2. Who were your biggest role model(s)? Who was your biggest inspiration?
There are probably too many role models to mention. Here are two: Toyohiko Kagawa is one of the most important religious figures for me. His book The Religion of Jesus changed the way I felt about the church and faith. It gave me the challenge that all love is action. Also, the incredible work of Charles Stelzle to create the Labor Temple in New York City during the beginning of the 20th century. His vision of a welcoming place for all working people is inspiring. On the opening night of the Labor Temple, Labor activists, socialists, communists and anarchists came together with people of faith to proclaim good news.
I am inspired by a woman named May who was part of my congregation in Washington DC. She told me at the age of 90 that she decided to have her birthday party around gratitude for those she could still tell it to. Then she said it was because my preaching had convinced her to be more grateful. I know that she changed me in ways she never imagined.
3. How has your work impacted others? Please share some of the successes that have truly touched those involved…
Each week that I get into the pulpit at Renaissance Presbyterian Church I get to see people that I know are blessed. I am not really able to judge how I impact others. I just know that when I am doing what I am supposed to do according to my calling in life, they impact and touch me.
Recently we had a meeting to counter the mass incarceration of Tennessee Prisoners in for profit prisons in the state. I think hearing openly defiant stories from ex-prisoners and families was inspiring. It should me that even in the depth of death the divine resides.
4. What have you learned from the journey and experience along the way so far? Any unexpected challenges or surprises?
I have realized how incredibly hard it is to live a life of peace and justice that is active. There is a certain amount of trauma that one encounters in the type of activism and advocacy work that I do. It is hard to turn it off and to free myself from other people’s burdens. Over time I am learning that I should not be carrying others burdens, but walking alongside them for as long as I am able.
5. How has your experience changed your life, your outlook, your interactions with others and with regard to your advocacy/activism?

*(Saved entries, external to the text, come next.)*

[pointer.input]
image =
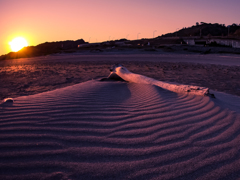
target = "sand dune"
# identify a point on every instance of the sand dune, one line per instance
(119, 130)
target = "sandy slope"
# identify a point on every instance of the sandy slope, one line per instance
(34, 75)
(119, 130)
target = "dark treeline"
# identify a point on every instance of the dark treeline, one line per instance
(200, 29)
(207, 29)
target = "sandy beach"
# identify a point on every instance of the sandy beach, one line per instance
(65, 123)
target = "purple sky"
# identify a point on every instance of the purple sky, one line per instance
(95, 20)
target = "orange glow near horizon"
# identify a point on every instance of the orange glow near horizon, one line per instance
(93, 20)
(18, 43)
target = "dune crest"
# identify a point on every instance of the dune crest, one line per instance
(126, 75)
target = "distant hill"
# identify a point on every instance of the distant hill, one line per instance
(200, 29)
(43, 49)
(207, 29)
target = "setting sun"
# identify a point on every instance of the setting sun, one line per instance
(18, 43)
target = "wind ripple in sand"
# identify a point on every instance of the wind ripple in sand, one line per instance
(118, 130)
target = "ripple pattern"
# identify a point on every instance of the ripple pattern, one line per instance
(117, 130)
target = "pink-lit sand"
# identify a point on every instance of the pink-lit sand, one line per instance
(120, 130)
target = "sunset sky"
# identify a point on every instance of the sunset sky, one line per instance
(100, 20)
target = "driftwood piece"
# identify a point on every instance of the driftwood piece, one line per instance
(126, 75)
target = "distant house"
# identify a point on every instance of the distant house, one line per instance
(226, 42)
(235, 43)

There are many times that I want to quit, to walk away, go back to working as a clerk in a store. I think I crave a simple life. I want to unthink what I know, unsee what I have seen, to unhear what I have heard, but I know that with understanding I am given greater responsibility. Then I get back to work and find that there are the faces of the Spirit staring back at me. In my resentments, self pity and fear I have forgotten that I am not alone. I am never alone.
6. Where do you see yourself 5 years, 10 years from now?

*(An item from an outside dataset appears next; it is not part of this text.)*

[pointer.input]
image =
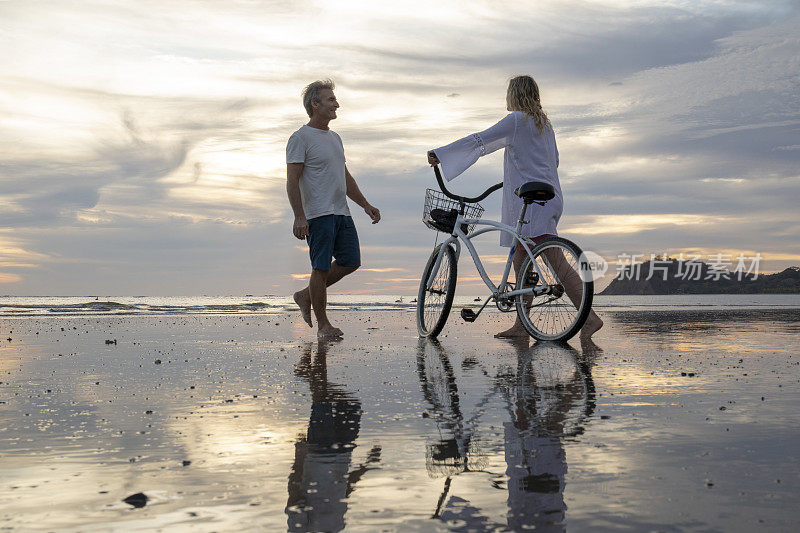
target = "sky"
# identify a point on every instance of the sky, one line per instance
(142, 143)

It is difficult for me to say in faith what 5 to 10 years will look like. One of my most firm beliefs is that if there is a divine presence, that presence is only available to me in the present moment. I cannot morbidly hold onto the past, nor can I live comfortably in the future.
What I hope for the future is that it will be filled with art, poetry and creativity. I know that in unlocking my full potential as a human I must access those creative parts of my being. I think creativity and activism are closely related. It takes a poet to envision the world as it should be.
7. What will your legacy be and what will others glean from your experience?
I hope that my legacy is that I did good. I desperately want my daughter to be proud of the work her dad does. I do think that I am part of a movement in the church to decenter it from the hierarchical structures and oppressive decisions of it’s past. I do think that there is as much to learn from my mistakes as there are from my successes.
8. Do you have anything else you would like to share with Gandhi’s Be Magazine readers?
Yes. I have become increasingly aware that the strength of growing together as community eschews idealism. It looks for us to bring the best of what we have of faith and taking the best of what others have. It means knowing that we are broken and must together move toward wholeness.